Model's output during training is totally different than when loading saved modeln loading weights

Reading this topic, I see that I face the same problem. I do have a dropout layer, so my issue is most likely related to the topic I posted. How can I solve it thought? In the topic, a solution is highlighted, but how to implement it is not mentioned in any of the posts.

From the linked post:

Did you disable any randomness via model.eval()?

so call model.eval() to disable dropout layers.

I am doing this, but it’s not working.
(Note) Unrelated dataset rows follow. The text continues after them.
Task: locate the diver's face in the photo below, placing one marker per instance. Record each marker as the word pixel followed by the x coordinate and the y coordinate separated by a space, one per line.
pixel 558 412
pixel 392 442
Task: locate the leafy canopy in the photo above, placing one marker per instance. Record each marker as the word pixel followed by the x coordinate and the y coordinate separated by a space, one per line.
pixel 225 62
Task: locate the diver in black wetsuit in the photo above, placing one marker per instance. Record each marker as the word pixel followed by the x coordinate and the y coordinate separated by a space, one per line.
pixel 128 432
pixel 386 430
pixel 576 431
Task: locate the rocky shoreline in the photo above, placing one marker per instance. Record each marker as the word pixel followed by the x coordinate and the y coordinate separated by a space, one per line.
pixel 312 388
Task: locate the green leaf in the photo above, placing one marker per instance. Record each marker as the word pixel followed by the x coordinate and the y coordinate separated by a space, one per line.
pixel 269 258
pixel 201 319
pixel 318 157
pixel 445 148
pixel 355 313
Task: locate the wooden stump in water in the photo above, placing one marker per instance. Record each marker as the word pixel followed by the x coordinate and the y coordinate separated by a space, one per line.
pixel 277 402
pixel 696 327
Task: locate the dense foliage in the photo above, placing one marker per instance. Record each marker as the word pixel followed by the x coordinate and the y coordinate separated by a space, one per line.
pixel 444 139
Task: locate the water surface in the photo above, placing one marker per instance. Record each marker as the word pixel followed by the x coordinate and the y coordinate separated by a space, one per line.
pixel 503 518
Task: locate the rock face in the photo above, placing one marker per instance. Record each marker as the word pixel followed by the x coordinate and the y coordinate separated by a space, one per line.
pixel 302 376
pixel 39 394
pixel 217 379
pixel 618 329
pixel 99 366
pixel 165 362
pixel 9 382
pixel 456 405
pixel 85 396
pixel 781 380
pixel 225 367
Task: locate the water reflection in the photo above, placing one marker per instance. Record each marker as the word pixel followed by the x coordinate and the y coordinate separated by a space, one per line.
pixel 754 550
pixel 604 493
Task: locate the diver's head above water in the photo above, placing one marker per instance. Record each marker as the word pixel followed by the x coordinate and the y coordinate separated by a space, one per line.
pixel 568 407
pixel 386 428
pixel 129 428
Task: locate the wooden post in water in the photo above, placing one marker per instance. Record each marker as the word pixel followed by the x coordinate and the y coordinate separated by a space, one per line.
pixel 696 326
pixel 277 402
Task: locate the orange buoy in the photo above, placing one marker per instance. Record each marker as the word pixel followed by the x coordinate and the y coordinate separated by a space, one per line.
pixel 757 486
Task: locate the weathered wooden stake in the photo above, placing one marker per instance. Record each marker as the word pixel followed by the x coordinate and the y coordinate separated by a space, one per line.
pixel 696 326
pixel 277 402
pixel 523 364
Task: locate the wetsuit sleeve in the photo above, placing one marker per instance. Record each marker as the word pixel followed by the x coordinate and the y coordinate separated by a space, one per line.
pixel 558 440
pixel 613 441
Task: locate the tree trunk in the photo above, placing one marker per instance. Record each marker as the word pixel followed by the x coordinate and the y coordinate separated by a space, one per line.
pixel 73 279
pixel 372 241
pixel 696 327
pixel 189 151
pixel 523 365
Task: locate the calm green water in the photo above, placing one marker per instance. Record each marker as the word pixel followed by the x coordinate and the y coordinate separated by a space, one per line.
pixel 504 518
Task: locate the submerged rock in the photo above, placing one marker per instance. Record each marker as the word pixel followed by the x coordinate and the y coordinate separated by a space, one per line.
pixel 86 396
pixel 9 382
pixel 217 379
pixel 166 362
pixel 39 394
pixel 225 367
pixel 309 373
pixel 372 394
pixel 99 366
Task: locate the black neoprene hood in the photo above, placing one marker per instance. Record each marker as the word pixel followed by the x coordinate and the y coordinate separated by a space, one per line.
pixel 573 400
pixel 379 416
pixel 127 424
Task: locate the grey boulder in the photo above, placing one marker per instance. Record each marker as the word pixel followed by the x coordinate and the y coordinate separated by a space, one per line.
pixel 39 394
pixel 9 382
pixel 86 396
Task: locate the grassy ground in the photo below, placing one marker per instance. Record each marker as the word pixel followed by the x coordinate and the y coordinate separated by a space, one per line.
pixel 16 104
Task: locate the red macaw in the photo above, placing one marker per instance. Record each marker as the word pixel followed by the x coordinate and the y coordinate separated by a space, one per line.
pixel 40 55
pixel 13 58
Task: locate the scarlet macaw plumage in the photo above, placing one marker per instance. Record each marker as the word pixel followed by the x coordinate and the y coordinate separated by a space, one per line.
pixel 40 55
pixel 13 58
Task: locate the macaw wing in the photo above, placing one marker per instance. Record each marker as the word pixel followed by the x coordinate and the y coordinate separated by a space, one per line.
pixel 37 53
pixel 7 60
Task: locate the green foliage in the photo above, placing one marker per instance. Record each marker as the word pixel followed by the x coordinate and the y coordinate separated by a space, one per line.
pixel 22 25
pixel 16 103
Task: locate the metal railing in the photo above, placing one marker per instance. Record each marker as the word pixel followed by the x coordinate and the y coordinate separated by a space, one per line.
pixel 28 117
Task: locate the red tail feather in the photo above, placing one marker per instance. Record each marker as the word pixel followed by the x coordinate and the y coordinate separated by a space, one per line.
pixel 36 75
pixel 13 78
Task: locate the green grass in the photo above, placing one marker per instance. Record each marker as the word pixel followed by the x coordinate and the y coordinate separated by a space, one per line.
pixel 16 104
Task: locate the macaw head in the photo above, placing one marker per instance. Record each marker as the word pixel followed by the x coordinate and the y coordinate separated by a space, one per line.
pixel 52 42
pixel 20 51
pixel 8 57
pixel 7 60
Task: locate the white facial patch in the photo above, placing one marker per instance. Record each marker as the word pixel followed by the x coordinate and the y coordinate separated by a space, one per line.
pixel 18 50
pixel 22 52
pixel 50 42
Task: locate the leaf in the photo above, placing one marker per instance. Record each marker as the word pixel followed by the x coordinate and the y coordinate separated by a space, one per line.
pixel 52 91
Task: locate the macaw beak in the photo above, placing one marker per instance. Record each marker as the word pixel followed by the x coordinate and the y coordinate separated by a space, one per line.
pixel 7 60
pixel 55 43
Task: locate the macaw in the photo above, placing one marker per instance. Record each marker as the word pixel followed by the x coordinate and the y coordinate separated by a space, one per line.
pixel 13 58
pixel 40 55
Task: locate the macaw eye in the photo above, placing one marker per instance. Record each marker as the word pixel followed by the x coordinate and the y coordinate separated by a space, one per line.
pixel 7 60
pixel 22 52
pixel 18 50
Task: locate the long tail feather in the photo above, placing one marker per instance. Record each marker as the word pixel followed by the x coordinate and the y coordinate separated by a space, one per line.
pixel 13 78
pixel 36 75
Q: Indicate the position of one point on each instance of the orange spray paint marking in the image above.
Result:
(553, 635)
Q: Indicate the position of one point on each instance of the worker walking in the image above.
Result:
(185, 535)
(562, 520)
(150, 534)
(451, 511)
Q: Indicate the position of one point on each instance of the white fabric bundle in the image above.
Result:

Here’s the code I have for the network:

class RNNModel(nn.Module):
    def __init__(self, vocab_size, embedding_size, hidden_dim, n_layers, drop_rate=0.2):
        
        super(RNNModel, self).__init__()

        # Defining some parameters
        self.hidden_dim = hidden_dim
        self.embedding_size = embedding_size
        self.n_layers = n_layers
        self.vocab_size = vocab_size
        self.drop_rate = drop_rate
        self.char2int = None
        self.int2char = None


        #Defining the layers
        # Define the encoder as an Embedding layer
        #self.encoder = nn.Embedding(vocab_size, embedding_size)
            
        # Dropout layer
        self.dropout = nn.Dropout(drop_rate)
        # RNN Layer
        self.rnn = nn.LSTM(embedding_size, hidden_dim, n_layers, dropout=drop_rate, batch_first = True)
        # Fully connected layer
        self.decoder = nn.Linear(hidden_dim, vocab_size)
    
    def forward(self, x, state):
        
        # input shape: [batch_size, seq_len, embedding_size]
        # Apply the embedding layer and dropout
        #embed_seq = self.dropout(self.encoder(x))
            
        #print('Input RNN shape: ', embed_seq.shape)
        # shape: [batch_size, seq_len, embedding_size]
        rnn_out, state = self.rnn(x, state)
        #print('Out RNN shape: ', rnn_out.shape)
        # rnn_out shape: [batch_size, seq_len, rnn_size]
        # hidden shape: [2, num_layers, batch_size, rnn_size]
        rnn_out = self.dropout(rnn_out)

        # shape: [seq_len, batch_size, rnn_size]
        # Stack up LSTM outputs using view
        # you may need to use contiguous to reshape the output
        rnn_out = rnn_out.contiguous().view(-1, self.hidden_dim)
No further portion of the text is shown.